Le ministère de l’Intérieur a finalement autorisé mercredi 22 juin la manifestation syndicale prévue jeudi à Paris contre le projet de loi réformant le droit du travail.

Six syndicats, notamment la CGT et FO, souhaitaient défiler dans les rues de la capitale, rejetant le « rassemblement statique » proposé par le ministre de l’Intérieur, Bernard Cazeneuve.

La préfecture de police de Paris avait d’abord interdit ce cortège, rappelant mercredi que « les forces de l’ordre » sont très sollicitées en raison de « la tenue de l’Euro [de football] et de la prégnance de la menace terroriste ».
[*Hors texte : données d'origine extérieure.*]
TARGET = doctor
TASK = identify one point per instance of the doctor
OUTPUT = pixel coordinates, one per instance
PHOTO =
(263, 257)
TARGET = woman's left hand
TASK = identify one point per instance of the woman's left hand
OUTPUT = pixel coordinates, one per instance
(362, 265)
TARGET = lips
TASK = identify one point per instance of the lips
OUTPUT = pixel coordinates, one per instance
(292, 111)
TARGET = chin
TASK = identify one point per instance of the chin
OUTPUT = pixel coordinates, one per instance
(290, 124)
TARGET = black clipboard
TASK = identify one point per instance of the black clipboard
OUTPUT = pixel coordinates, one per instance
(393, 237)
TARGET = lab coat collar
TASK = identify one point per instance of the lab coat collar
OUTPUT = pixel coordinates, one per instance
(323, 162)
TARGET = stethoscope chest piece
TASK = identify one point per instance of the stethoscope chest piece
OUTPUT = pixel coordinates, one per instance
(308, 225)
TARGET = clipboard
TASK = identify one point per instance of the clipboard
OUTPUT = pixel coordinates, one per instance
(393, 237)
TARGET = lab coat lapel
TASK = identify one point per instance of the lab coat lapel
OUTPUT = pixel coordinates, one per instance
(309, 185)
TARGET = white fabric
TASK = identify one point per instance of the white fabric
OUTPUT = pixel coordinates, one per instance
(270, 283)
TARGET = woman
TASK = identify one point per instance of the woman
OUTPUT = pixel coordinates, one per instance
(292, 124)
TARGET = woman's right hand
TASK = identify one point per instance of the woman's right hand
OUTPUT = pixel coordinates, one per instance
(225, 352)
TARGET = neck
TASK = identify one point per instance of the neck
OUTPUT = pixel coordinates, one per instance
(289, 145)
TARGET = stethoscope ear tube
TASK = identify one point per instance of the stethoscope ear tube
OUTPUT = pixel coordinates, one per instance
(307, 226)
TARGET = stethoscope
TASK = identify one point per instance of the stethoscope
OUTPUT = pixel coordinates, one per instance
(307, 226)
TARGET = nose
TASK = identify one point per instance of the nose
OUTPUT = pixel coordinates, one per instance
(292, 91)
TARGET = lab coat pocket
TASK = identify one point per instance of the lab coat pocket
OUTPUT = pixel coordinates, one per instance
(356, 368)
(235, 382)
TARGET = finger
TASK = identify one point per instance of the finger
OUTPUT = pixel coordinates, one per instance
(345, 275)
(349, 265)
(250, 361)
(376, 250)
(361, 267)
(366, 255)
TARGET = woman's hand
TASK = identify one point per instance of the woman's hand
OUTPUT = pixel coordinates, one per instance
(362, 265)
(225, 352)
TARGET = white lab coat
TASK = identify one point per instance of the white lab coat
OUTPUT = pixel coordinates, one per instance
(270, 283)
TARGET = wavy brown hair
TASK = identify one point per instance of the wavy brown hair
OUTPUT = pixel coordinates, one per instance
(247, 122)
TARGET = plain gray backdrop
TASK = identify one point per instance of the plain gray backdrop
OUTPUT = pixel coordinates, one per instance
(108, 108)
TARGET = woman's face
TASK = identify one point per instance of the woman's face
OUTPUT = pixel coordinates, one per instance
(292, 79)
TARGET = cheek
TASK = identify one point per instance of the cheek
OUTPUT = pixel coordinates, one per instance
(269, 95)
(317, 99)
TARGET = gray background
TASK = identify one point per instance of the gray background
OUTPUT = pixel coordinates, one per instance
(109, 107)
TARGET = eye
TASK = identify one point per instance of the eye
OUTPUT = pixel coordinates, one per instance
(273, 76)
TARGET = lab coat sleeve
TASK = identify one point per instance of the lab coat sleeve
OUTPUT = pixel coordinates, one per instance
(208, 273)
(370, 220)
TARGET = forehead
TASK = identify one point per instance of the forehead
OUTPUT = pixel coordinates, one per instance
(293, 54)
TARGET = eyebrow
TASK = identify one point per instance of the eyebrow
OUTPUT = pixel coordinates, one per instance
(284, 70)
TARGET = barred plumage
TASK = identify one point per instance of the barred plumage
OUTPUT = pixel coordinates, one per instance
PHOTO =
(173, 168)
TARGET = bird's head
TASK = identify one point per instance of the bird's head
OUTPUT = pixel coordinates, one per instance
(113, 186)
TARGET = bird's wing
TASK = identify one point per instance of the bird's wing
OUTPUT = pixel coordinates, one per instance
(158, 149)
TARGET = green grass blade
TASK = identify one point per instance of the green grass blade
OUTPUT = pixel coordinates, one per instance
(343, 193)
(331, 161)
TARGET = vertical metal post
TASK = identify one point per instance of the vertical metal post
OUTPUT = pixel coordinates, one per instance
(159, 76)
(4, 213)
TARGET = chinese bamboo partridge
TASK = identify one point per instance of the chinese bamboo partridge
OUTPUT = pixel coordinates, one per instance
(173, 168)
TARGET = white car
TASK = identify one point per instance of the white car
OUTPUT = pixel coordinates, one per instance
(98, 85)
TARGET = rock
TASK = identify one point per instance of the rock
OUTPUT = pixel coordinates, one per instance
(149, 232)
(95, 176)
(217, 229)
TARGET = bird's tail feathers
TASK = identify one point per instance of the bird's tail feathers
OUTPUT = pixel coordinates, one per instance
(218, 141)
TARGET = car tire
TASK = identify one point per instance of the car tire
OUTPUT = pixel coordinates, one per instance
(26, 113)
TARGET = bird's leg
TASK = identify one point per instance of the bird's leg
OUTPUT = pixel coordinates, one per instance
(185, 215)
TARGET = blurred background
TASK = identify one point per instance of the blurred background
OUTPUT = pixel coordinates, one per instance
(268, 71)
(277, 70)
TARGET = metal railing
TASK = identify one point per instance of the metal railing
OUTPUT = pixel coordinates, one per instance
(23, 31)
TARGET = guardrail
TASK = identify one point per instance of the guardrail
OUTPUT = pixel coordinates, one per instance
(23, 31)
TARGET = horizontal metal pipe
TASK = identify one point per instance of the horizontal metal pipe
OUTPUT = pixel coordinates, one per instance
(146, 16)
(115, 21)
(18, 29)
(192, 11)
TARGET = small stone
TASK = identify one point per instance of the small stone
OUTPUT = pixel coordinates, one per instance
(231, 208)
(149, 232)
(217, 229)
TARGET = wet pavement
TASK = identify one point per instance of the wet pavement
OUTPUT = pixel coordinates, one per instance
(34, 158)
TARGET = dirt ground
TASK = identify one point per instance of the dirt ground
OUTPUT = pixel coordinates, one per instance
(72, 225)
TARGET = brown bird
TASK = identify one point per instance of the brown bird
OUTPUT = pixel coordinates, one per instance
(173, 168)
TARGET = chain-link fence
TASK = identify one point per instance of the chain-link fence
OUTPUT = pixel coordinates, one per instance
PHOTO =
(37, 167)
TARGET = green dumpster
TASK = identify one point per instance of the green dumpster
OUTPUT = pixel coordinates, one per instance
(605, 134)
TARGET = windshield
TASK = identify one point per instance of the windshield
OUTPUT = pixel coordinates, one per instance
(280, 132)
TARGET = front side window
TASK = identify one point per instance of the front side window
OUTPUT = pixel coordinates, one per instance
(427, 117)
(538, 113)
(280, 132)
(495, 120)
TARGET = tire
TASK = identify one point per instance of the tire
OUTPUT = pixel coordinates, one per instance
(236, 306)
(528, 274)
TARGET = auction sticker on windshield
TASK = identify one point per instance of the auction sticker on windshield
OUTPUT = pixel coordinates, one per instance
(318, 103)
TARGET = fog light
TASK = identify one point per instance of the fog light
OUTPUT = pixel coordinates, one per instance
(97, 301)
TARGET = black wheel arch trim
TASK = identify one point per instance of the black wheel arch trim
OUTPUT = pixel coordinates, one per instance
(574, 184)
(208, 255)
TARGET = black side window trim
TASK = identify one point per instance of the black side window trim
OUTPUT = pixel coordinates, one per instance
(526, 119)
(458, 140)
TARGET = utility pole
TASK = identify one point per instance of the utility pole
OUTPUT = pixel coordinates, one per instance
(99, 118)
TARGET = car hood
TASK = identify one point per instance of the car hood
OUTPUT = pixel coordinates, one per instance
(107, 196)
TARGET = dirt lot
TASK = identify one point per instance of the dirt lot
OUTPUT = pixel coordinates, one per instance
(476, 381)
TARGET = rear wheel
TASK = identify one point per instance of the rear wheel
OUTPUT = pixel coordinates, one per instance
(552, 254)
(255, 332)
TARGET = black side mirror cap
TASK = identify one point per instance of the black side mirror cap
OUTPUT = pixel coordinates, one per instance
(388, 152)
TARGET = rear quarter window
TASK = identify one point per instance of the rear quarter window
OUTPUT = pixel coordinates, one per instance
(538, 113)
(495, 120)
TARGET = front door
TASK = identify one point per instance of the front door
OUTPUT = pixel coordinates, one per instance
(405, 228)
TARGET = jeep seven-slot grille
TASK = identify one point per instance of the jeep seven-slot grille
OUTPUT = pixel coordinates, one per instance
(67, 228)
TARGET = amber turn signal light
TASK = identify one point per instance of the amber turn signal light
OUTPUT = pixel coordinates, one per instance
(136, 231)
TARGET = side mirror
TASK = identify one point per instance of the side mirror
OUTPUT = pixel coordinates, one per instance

« Les dégradations et violences à agents de la force publique commises lors du dernier mouvement en date du 14 juin ont atteint un pic de violence inégalé », expliquait la préfecture, qui constatait les « importants débordements » lors des précédentes manifestations contre le texte.

Finalement, le défilé aura lieu sur un petit parcours, dans le quartier de la Bastille.

Un droit fondamental

L’interdiction d’une manifestation organisée exclusivement par des syndicats aurait constitué une première depuis la guerre d’Algérie. Comme toute variante de la liberté d’expression, le droit fondamental de manifester connaît des limites, justifiées par le respect des droits et libertés d’autrui, en l’occurrence la sécurité.

Les organisateurs doivent déclarer l’événement auprès de « la mairie de la commune ou » des « mairies des différentes communes » où se déroule la manifestation, selon une ordonnance du 12 mars 2012. À Paris, il faut s’adresser à la préfecture de police.

La déclaration doit être faite dans un délai de trois à quinze jours avant la date prévue.

Mais dans le cas où les autorités considèrent « que la manifestation projetée est de nature à troubler l’ordre public », elles peuvent décider de son interdiction.

Les organisateurs qui la bravent risquent six mois d’emprisonnement et 7 500 € d’amende.